The story begins with the murder of a prominent genealogist by his trusted secretary. Then a beloved philanthropist’s body is found, dismembered, in a cellar. Scotland Yard Detective Inspector Brian Hooley is sent to investigate the second case, and he brings along his favored assistant, Jonathan Roper. Jonathan has a bad reputation at the Yard because he nearly blew an important arrest before his recent suspension. But Hooley believes in him. Jonathan is autistic, and his social cluelessness makes him unpopular with other detectives. But he has amazing abilities to observe and process information. He justifies Hooley’s trust when he quickly locates hidden evidence no one else would have found. The evidence leads them to a genetic research company, where (they eventually learn) genuinely evil experiments are being carried on behind the respectable façade.
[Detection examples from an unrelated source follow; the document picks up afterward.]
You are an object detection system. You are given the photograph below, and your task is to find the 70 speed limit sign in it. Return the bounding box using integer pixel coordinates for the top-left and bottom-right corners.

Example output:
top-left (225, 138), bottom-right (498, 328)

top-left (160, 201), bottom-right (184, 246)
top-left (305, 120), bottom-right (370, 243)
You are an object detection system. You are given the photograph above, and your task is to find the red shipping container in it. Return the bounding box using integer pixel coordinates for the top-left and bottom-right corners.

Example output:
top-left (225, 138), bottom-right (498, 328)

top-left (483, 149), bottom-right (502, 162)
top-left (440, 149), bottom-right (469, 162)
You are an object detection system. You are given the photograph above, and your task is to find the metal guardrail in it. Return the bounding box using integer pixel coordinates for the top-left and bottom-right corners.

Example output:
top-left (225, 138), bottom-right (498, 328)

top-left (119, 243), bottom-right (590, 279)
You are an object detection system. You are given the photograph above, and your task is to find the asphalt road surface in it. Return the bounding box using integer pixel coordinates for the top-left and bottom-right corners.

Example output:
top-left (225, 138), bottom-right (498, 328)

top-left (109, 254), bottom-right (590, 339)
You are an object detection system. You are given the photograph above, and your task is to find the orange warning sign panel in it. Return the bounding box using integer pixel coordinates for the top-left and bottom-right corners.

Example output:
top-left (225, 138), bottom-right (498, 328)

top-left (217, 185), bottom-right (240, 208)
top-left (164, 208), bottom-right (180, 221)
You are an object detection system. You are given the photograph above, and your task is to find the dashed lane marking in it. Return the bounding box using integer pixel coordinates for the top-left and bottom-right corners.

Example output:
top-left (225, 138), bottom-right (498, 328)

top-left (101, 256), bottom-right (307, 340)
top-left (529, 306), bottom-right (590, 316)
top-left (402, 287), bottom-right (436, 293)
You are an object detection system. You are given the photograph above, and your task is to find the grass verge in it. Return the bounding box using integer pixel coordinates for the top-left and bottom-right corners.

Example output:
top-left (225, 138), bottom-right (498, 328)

I can identify no failure in the writing in this book (except for a lamentable tendency to close individual paragraphs within extended monologues with quotation marks, which could be the fault of an editor converting the text to American punctuation). But somehow the characters never came alive for me. Maybe I’m not as comfortable with the portrayal of autism as I thought I was.

Anyway, I can’t enthusiastically recommend Going Underground, but I have no real objections to make either. Cautions for mature themes.